Le parti d'en rire. Les valises sont descendues du bus, des chaises disposées, tous s’assoient autour d’un animateur dont la voix douce tente d’opérer l’apaisement, la cohésion, un semblant d’organisation. Très vite, ses propositions ponctuées par un « Tout le monde est d’accord ? » sèment le trouble dans les esprits. Chacun s’exprime, ou le tente, à travers un poème, une lecture, une réflexion, des questions. Comme celles d’une femme, sa feuille papier en main : « Les chauve-souris savent qu’elles ne sont pas des oiseaux, alors pourquoi continuent-elles à voler ? » ou encore « Les cannibales ont-ils des cimetières ? » Se laisser porter par l’absurde, le dérisoire, la vacuité. On rit. Mais de qui rit-on ? N’est-ce pas de notre propre tentative de faire société malgré tout et tous, alors que le monde brûle, que les humains s’entredéchirent, que notre environnement s’asphyxie et que les guerres s’éternisent ? Philippe Quesne prend le parti d’en rire et on lui sait gré de cette performance rare aujourd’hui.

 

Confusion, dérision. Le metteur en scène nous offre un voyage intergalactique dans la confusion où l’homme sait souvent se fourvoyer. Il nous offre de construire des images mentales avec ses comédiens de BD, tous magnifiques. Les allusions se suivent, l’illusion aussi. On n’est pas étonné de voir voler des squelettes, s’afficher en grands caractères gothiques « Le jardin des délices », danser un homme en combinaison moulante rouge entre deux coquilles de moule, attaquer le sol au marteau piqueur tandis que quelqu’un déclame un poème de L’Enfer de Dante, qu’un autre réclame : " On peut couper les grillons s'il-vous- plaît ! " et que quelqu’un se précipite dans le bus pour arrêter l’enregistrement.

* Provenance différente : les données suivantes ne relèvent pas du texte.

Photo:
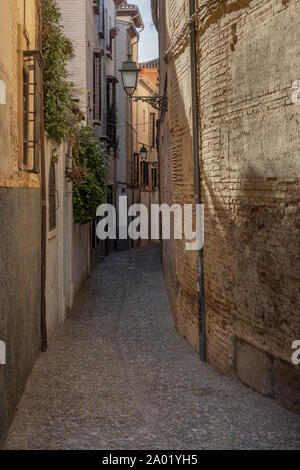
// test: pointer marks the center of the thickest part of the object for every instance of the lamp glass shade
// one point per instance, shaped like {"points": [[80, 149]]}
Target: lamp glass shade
{"points": [[129, 73], [144, 153]]}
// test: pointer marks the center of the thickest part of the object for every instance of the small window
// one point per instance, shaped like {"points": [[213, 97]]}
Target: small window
{"points": [[32, 91], [154, 178], [144, 120], [145, 173], [52, 197], [97, 87], [136, 169], [152, 130]]}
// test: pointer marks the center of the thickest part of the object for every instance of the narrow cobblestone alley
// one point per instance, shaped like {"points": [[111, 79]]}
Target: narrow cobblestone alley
{"points": [[117, 376]]}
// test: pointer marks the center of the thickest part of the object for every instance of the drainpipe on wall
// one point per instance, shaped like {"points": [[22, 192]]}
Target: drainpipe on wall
{"points": [[197, 180], [44, 341]]}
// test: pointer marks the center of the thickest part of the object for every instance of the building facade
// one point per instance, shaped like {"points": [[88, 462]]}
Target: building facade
{"points": [[20, 198], [146, 172], [230, 72], [129, 23]]}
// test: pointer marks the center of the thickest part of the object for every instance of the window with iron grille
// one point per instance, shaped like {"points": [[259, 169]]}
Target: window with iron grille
{"points": [[152, 130], [136, 169], [97, 87], [32, 98], [154, 178], [145, 173], [52, 197], [111, 109]]}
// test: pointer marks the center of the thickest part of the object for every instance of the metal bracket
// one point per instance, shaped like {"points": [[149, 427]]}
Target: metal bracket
{"points": [[158, 102]]}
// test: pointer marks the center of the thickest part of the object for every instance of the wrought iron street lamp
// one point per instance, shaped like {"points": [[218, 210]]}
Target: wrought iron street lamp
{"points": [[144, 153], [129, 73]]}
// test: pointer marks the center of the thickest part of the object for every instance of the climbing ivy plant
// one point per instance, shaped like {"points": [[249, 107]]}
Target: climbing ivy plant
{"points": [[92, 157], [63, 120], [56, 51]]}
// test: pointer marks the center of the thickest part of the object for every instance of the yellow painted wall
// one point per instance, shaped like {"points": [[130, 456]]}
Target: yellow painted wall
{"points": [[19, 26]]}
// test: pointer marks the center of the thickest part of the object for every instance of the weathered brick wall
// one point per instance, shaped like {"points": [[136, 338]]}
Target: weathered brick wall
{"points": [[247, 62], [177, 180]]}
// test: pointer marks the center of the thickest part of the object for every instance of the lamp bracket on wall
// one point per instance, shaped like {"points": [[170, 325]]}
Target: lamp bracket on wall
{"points": [[158, 102]]}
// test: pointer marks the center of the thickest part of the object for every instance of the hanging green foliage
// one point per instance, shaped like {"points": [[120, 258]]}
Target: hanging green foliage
{"points": [[63, 121], [92, 158], [56, 51]]}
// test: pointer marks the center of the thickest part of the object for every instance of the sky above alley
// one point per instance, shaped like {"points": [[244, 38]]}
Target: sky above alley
{"points": [[148, 47]]}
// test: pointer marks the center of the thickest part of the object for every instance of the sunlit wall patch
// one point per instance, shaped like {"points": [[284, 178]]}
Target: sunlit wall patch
{"points": [[2, 92]]}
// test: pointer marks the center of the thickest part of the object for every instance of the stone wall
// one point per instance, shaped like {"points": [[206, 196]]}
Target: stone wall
{"points": [[20, 214], [250, 168]]}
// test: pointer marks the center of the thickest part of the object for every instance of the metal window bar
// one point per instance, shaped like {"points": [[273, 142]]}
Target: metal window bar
{"points": [[97, 87], [32, 98], [52, 198]]}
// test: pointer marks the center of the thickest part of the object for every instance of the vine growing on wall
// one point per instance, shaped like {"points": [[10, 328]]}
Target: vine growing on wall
{"points": [[92, 158], [63, 120], [57, 49]]}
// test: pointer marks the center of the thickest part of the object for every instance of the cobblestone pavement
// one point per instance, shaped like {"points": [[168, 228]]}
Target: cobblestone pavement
{"points": [[117, 376]]}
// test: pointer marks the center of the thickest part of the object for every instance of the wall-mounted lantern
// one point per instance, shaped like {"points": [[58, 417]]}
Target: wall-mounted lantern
{"points": [[144, 153], [129, 73]]}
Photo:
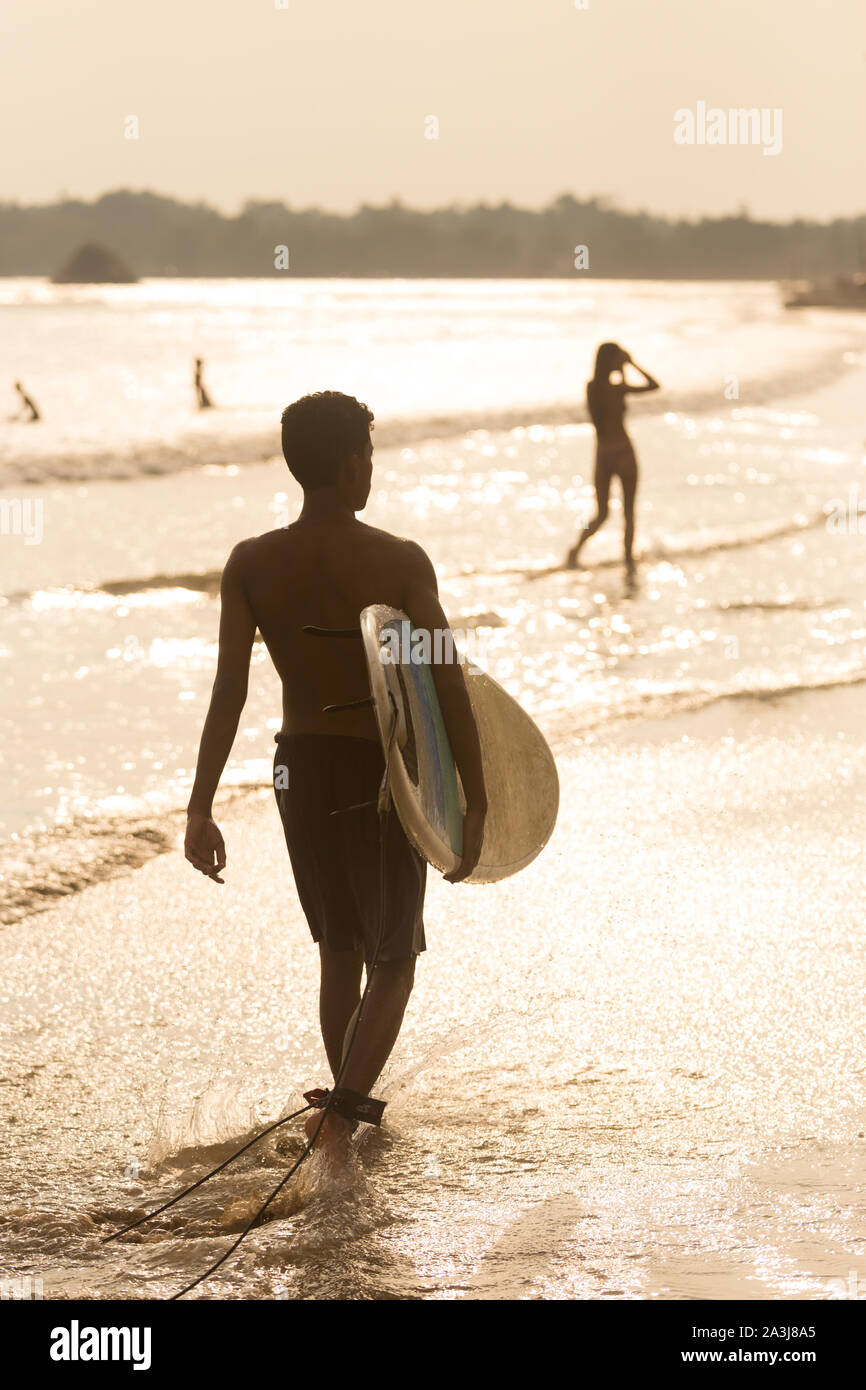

Confusion, dérision, le public est à la fois spectateur et interrogé dans sa propre humanité par le portrait qu’en fait Philippe Quesne. Le voyage prend fin. Lorsque la lumière s’éteint, on se sent soulagé. Soulagé que cela fut encore possible de penser en dehors du réel, de s’écarter des atermoiements stériles du monde. De rêver tout simplement.

 

Le jardin des délices, Conception, mise en scène et scénographie Philippe Quesne. Avec Jean-Charles Dumay, Leo Gobin, Sebastien Jacobs, Elina Lowensohn, Nuno Lucas, Isabelle Prim, Thierry Raynaud, Gaetan Vourc'h. Du 6 au 18 juillet, Carrière Boulbon.